Further analysis includes using a Scale-Location plot
(plot(fit, which=3)) and a QQ plot
(plot(fit, which=2)) to assess residual distributions and
detect deviations from normality. The outlier’s significant standardized
residual (around -5) and large Studentized residual
(rstudent) emphasize its strong influence on the model.
Finally, Cook’s distance is introduced as a measure of how much the
model changes when an influential point is removed. This is calculated
by comparing predicted values between the full and reduced models, with
the cooks.distance function providing an automated way to
assess influential points. These tools collectively highlight the
importance of diagnosing and managing outliers in regression
analysis.
Lesson 10: Variance Inflation Factors
In this lesson, we explore Variance Inflation Factors (VIF), which help us understand how the relationships between different variables can affect our predictions in regression analysis. When we include variables that are similar or related to each other, it can make our estimates less accurate. Our goal is to create a simple model that explains the data well without unnecessary complications.
We can run simulations to estimate coefficients using rgp1() for models with uncorrelated predictors and rgp2() for models with correlated predictors. We use the lm() function to create a linear model, like this: mdl <- lm(Fertility ~ ., swiss), where we are looking at how various factors affect fertility in a dataset. To find out how much the variables are influencing each other, we calculate the VIF using vif(mdl). A VIF value greater than 1 means that there’s some overlap between the variables, and values over 5 or 10 mean there’s a lot of overlap, which can lead to confusion in our results.
For example, the VIF for Education is about 2.77, which tells us that its influence is inflated because it’s related to another variable called Examination. To see how this affects our model, we can create a second model without the Examination variable using mdl2 <- lm(Fertility ~ . -Examination, swiss). When we recalculate the VIF with vif(mdl2), we find that the VIF for Education drops to about 1.82. This shows that removing related variables helps make our model clearer and more accurate.
In summary, understanding VIF helps us see when our variables might be confusing our results. By using it, we can identify which variables to keep and which to remove, leading to a better understanding of the relationships in our data. This lesson teaches us that choosing the right variables is important for making good predictions.
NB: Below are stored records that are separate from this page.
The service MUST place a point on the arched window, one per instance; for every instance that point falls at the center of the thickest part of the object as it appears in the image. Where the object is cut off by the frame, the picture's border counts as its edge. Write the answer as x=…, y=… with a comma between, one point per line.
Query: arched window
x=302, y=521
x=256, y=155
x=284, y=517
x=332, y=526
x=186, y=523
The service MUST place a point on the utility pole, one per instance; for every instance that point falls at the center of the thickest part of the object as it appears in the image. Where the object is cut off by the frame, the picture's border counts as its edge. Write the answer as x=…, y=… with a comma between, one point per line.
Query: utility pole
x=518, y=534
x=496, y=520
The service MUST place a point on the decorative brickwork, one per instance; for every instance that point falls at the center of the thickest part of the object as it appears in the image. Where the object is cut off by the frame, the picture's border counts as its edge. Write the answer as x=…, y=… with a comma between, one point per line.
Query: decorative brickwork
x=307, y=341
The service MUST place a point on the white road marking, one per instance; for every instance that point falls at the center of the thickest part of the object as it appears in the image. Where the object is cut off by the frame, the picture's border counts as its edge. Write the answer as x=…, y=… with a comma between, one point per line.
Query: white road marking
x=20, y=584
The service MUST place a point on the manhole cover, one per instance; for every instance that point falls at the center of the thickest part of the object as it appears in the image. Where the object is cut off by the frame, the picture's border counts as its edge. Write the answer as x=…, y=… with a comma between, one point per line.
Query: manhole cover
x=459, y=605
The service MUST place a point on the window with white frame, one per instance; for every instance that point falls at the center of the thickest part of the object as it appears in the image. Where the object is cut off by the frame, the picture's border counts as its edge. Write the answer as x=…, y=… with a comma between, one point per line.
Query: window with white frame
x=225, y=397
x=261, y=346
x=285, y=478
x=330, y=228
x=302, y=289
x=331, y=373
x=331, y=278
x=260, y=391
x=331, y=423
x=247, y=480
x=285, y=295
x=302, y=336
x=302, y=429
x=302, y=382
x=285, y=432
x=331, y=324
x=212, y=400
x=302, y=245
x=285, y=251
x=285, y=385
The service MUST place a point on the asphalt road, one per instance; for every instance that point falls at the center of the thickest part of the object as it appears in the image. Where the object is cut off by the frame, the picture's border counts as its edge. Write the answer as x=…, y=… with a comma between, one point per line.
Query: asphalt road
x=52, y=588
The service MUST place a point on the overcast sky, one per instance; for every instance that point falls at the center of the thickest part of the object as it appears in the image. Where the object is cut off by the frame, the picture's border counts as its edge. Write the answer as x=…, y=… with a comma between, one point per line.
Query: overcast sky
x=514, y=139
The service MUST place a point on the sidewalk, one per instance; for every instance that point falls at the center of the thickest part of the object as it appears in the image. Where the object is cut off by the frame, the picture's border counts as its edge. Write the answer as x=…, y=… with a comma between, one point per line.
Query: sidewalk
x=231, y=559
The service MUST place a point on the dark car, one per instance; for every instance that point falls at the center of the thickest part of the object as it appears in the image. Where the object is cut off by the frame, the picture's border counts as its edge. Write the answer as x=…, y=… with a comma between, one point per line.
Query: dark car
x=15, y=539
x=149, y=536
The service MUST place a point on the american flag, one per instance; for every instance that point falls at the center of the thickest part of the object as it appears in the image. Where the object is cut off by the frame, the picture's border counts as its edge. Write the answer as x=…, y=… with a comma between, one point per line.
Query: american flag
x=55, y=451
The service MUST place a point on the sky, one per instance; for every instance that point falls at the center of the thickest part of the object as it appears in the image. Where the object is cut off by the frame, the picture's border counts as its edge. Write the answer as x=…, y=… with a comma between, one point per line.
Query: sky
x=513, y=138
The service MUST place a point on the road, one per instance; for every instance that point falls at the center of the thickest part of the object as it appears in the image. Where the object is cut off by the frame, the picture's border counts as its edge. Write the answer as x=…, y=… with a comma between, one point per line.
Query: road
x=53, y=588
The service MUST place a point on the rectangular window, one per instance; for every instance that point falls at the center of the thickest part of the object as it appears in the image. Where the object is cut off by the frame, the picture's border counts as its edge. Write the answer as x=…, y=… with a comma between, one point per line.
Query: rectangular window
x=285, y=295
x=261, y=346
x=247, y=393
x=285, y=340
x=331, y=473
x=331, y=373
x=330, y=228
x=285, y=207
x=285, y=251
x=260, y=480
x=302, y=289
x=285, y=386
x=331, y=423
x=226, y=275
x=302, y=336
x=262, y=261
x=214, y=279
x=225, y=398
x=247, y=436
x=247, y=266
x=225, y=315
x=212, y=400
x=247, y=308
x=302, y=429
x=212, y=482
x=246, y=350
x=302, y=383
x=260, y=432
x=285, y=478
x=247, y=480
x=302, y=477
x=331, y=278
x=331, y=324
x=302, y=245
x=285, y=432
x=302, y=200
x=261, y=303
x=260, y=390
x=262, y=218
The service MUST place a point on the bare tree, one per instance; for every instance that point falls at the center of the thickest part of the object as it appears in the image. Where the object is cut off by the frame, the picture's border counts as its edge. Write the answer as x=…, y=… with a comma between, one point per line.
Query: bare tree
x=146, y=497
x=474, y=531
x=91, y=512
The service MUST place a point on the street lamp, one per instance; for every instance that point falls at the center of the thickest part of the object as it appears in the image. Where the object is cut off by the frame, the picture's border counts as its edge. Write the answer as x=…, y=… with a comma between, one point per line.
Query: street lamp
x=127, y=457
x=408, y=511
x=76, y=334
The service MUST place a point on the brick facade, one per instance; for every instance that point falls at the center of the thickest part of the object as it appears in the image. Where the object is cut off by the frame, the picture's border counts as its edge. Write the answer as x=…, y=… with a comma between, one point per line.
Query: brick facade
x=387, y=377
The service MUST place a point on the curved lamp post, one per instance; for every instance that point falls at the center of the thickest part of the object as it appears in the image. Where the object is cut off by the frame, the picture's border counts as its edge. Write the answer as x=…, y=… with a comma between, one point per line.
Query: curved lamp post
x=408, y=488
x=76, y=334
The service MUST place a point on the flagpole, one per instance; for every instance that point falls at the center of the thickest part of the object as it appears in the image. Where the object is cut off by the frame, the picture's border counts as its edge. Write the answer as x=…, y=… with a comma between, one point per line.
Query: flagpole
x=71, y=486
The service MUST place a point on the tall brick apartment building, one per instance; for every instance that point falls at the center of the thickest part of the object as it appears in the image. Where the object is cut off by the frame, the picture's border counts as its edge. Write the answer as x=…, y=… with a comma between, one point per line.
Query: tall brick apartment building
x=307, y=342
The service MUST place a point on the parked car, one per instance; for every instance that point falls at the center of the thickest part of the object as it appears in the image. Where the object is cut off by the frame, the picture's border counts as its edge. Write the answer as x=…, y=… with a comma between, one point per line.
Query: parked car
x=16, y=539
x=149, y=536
Lesson 11: Overfitting and Underfitting
This lesson highlights the importance of selecting the right number of variables in a regression model. Underfitting occurs when key variables are omitted, leading to biased coefficient estimates, as shown using the simbias() function. This bias is especially problematic when correlated variables are excluded, as it distorts the model’s accuracy. Overfitting, on the other hand, occurs when too many variables, including irrelevant ones, are included. By adding random regressors to the Swiss dataset, the lesson demonstrates that while the residual sum of squares (RSS) decreases, it does not guarantee that the model is truly improved. Instead, the model may fit the noise in the data, making it less reliable for new datasets.
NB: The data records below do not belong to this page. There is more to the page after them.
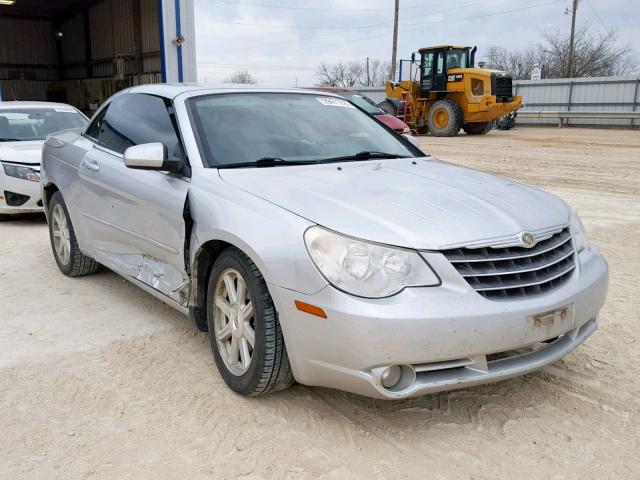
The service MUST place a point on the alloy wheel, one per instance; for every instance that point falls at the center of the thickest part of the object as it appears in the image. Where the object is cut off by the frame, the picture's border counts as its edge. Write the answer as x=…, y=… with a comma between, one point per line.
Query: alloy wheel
x=234, y=322
x=61, y=237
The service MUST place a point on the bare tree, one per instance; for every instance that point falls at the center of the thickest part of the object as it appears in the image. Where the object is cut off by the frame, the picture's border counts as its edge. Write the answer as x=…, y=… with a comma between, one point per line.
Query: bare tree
x=518, y=63
x=353, y=74
x=596, y=55
x=241, y=76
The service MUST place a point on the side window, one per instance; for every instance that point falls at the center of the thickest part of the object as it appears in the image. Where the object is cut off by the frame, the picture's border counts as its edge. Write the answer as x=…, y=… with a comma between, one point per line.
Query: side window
x=440, y=64
x=134, y=119
x=427, y=63
x=94, y=128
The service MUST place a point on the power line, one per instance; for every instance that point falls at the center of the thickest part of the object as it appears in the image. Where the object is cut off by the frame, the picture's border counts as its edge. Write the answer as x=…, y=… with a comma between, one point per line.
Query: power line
x=311, y=27
x=319, y=9
x=248, y=65
x=596, y=13
x=348, y=29
x=421, y=25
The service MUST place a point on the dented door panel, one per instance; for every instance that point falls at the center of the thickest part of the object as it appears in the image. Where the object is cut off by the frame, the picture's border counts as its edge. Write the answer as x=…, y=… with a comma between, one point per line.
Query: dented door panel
x=135, y=220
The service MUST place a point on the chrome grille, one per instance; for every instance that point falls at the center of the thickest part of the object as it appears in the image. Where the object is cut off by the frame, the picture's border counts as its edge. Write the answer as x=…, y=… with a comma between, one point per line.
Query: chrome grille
x=504, y=273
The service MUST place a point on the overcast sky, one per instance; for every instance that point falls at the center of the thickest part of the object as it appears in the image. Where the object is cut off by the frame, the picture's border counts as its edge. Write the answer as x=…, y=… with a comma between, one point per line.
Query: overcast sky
x=281, y=42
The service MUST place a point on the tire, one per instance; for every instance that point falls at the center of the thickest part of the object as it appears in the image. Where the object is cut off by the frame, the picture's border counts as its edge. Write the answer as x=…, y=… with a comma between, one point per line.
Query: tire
x=445, y=118
x=71, y=261
x=390, y=106
x=507, y=122
x=481, y=128
x=268, y=369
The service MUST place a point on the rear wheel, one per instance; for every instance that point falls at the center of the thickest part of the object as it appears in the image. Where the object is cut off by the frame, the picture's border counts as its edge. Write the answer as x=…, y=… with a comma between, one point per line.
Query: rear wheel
x=445, y=118
x=71, y=261
x=244, y=330
x=480, y=128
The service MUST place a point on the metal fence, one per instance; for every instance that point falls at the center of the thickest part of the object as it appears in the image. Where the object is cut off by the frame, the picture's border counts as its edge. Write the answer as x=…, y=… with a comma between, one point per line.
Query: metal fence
x=600, y=94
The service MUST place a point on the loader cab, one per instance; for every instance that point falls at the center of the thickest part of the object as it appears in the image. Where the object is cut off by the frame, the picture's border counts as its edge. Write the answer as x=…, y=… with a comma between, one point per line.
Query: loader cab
x=436, y=62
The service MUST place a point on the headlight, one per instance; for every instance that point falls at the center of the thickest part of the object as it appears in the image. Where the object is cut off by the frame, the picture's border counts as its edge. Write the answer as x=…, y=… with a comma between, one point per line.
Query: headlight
x=578, y=233
x=366, y=269
x=20, y=171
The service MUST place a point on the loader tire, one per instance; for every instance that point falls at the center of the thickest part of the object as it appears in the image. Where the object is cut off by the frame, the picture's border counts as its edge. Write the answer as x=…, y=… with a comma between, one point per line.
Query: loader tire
x=481, y=128
x=445, y=118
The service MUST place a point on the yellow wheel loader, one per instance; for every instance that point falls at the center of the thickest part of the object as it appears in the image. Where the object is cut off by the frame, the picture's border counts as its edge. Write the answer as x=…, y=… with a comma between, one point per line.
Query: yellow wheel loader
x=451, y=94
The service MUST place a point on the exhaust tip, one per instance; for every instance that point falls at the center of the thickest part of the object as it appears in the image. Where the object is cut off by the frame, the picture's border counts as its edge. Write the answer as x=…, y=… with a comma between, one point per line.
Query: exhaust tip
x=395, y=378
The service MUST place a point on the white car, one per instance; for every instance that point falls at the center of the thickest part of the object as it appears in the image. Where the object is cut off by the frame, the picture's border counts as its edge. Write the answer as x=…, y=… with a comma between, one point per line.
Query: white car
x=23, y=129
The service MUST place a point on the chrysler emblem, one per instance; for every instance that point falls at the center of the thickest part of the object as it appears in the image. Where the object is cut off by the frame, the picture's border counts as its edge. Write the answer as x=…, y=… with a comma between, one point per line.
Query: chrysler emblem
x=528, y=240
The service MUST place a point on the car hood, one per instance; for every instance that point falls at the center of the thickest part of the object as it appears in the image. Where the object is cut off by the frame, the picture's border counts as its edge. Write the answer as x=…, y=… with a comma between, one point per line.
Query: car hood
x=420, y=203
x=392, y=122
x=22, y=152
To address overfitting, the lesson introduces the use of ANOVA (Analysis of Variance), which helps assess the significance of adding new regressors. By comparing simpler models to more complex ones, ANOVA evaluates whether the reduction in residuals is meaningful or due to chance. Key functions such as lm(), anova(), and deviance() are used to evaluate model performance, while the shapiro.test() function checks for the normality of residuals. The lesson emphasizes that a balance must be struck between underfitting and overfitting to build a model that generalizes well without being overly complex or overly simplistic.